The aim, according to EU Council President Charles Michel, who will chair the summit, is "to reduce unnecessary movement but at the same time to ensure the movement of merchandise, of goods, so that we can guarantee as much as possible the integrity of the single market, guarantee the deliveries that are needed."
The proposals are relatively modest, but Europe's powers in this crisis are limited. While it may be a Union, the world's biggest trading bloc remains an accumulation of 27 individual countries, some with populist and far-right governments that reject orders from Brussels.
"In recent days, European countries failed to coordinate their approach," Czech Prime Minister Andrej Babis said Saturday as he announced the closure of retail businesses in his country. "We didn't need to wait for Brussels to give us any advice."
When President Emmanuel Macron declares that "we are at war" with an invisible enemy, every French citizen from Marseille to Metz understands. The democratic legitimacy conferred on him at the polls gives Macron the freedom to mobilize resources, money and quick policy fixes with public backing.
In times of crisis, Europe's machinery is painfully slow. Like a super-butler dealing with an unpredictable 27-headed master, the EU's massive bureaucracy offers ideas, proposes plans and occasionally cajoles but often it must wait for approval.
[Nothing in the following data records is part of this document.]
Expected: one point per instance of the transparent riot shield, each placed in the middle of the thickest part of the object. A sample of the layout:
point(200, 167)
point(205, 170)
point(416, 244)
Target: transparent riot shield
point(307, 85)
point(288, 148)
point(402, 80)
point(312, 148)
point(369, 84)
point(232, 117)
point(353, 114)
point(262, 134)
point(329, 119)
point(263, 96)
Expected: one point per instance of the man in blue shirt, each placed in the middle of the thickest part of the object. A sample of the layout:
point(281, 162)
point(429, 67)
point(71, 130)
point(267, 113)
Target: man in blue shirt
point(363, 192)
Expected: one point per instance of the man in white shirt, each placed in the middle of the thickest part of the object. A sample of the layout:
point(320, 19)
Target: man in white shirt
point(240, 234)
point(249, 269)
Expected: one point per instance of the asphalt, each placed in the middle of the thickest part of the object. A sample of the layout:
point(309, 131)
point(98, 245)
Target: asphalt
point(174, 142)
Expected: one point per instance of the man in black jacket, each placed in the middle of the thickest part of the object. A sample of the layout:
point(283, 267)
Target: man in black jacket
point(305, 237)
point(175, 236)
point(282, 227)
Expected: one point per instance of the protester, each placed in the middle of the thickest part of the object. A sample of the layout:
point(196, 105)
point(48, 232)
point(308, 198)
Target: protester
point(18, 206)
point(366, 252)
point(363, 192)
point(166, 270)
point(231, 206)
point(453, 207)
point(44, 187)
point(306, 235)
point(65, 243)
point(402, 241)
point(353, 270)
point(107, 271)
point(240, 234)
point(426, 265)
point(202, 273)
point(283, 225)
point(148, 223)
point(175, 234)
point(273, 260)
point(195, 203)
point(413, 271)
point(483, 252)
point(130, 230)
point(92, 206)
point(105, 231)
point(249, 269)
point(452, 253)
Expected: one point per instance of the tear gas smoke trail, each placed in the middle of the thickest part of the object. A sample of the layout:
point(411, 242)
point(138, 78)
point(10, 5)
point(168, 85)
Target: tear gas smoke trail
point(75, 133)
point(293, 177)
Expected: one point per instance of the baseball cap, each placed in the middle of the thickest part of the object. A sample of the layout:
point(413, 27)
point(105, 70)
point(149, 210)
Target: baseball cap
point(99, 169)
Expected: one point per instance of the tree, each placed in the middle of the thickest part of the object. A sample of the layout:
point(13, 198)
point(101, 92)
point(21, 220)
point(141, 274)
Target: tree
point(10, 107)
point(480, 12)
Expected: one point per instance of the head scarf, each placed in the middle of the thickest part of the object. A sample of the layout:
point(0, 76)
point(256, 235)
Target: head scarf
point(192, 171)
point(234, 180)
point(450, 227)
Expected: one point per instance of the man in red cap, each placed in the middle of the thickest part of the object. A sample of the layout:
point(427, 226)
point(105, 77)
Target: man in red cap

And what's good for the people of Portugal, might not suit those in Poland; what seems logical to people in wealthy Germany, could feel poisonous to the long-suffering citizens of Greece, who've barely emerged from an economic crisis and still require help to manage migrant tensions with Turkey.
When nations are under pressure and their citizens are nervous, Europe is an easy target. Blame routinely focuses on the "unelected officials" said to be earning lucrative salaries. But in these times of the coronavirus, only individual nations can police public health and safety.